The Microsoft Research ESL Assistant is a web service that provides correction suggestions for typical ESL (English as a Second Language) errors. Such errors include, for example, the choice of determiners (the/a) and the choice of prepositions. The web service also provides word choice suggestions from a thesaurus. In order to help the user make decisions on whether to accept a suggestion, the service displays “before and after” web search results so that the user can see real-life examples of the usage of both their original input and the suggested correction.
The web service is currently no longer live, but the error detection and correction components are fully functional and can be revived at any time.
News and updates will be provided on our team blog site on MSDN.
The Web UI
The ESL Assistant has a user interface that uses the Microsoft Silverlight™ browser plug-in. Text to be checked is entered in the box at the top. When the user clicks the check button, potential errors are identified and highlighted, and the user can proceed from one highlighted segment to the next, reviewing the possible errors and suggested corrections presented in the box below. A pie chart allows the user to compare the approximate frequency distributions of their own input and the suggestions, as indexed by the Microsoft Bing™ decision engine. When the user hovers their mouse over any of the options available, a dropdown panel shows selected usage examples found on the Web. Users can explore additional examples by clicking the link at the bottom of the dropdown panel.

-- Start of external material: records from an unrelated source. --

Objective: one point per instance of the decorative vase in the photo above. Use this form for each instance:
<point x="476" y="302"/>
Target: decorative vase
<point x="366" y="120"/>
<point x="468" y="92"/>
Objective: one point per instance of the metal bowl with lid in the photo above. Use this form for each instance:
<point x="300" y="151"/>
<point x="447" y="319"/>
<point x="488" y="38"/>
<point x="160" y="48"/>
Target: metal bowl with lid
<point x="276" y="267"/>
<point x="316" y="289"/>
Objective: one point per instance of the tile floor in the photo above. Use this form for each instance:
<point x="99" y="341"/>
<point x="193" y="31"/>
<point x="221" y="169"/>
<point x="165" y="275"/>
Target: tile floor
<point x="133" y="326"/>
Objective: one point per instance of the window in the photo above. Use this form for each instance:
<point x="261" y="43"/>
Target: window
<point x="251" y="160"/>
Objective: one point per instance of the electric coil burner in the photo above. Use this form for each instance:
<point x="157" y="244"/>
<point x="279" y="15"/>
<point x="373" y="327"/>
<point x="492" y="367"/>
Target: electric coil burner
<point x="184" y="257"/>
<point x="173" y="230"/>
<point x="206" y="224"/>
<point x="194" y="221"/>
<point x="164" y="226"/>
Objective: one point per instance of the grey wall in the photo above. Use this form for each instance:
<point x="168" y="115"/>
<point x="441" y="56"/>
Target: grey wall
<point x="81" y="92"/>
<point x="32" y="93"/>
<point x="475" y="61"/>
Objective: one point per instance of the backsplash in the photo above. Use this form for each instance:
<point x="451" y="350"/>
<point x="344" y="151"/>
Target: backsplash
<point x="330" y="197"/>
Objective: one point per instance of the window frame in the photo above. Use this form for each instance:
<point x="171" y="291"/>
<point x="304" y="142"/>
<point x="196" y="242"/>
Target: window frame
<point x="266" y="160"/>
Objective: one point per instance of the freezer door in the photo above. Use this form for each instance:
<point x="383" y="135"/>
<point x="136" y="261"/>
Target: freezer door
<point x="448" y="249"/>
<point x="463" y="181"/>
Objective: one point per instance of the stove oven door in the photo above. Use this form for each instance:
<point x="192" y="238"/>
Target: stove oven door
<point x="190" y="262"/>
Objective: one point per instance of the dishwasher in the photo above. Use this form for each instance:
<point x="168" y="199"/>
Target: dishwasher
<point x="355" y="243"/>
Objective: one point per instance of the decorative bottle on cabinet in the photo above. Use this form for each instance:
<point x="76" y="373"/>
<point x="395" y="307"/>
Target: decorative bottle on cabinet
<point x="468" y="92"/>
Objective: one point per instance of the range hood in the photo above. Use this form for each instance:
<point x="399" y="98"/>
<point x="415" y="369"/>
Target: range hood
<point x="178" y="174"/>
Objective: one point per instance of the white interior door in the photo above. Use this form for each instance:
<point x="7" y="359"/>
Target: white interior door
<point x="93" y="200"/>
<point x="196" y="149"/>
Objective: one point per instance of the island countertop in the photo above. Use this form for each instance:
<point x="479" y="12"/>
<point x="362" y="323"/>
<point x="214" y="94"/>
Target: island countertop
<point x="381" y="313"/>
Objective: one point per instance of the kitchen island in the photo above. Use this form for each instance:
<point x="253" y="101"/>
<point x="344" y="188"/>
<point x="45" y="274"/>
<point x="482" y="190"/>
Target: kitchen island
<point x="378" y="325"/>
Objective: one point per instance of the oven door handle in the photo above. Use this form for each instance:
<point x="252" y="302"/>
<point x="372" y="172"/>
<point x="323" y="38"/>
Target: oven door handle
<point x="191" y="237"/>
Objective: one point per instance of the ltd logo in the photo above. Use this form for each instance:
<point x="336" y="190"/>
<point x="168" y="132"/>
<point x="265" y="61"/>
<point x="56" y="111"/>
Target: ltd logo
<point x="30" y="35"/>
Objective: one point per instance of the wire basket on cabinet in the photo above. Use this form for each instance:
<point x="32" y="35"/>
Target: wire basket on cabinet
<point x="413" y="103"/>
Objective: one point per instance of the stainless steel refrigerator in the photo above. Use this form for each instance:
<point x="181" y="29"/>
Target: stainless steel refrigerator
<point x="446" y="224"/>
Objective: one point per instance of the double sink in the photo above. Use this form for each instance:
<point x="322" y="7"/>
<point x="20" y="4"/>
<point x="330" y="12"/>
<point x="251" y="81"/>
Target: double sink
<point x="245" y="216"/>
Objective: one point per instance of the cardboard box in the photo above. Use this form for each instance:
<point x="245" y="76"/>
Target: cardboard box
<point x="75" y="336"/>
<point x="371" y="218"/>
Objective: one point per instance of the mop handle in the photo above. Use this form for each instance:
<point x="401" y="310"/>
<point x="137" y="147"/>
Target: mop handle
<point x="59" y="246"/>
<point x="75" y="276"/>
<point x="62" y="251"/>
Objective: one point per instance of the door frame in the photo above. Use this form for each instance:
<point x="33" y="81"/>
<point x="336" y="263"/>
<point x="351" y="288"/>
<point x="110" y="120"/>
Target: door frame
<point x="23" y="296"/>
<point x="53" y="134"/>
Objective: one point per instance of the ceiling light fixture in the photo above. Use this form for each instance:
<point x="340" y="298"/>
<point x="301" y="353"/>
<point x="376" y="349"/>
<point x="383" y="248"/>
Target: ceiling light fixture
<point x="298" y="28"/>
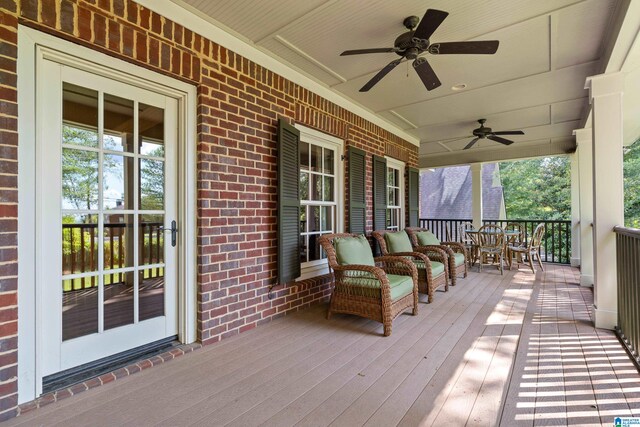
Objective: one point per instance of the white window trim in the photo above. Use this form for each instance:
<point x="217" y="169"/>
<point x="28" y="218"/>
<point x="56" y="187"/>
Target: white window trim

The basic architecture of our system consists of three parts: a set of modules that identify possible corrections, a large language model that evaluates the possible suggestions, and a module that produces search results using Live Search. The individual error modules target specific errors each, and some of these models are based on heuristics, while others use machine learned classifiers. Information that the modules take into account includes the presence of specific words as well as the sequence of part-of-speech tags that are automatically assigned. The language model is trained on the Gigaword corpus, a very large collection of text, and serves as a filter on the suggested corrections: only suggestions that produce a significantly higher language model score than the original user input will be shown to the user.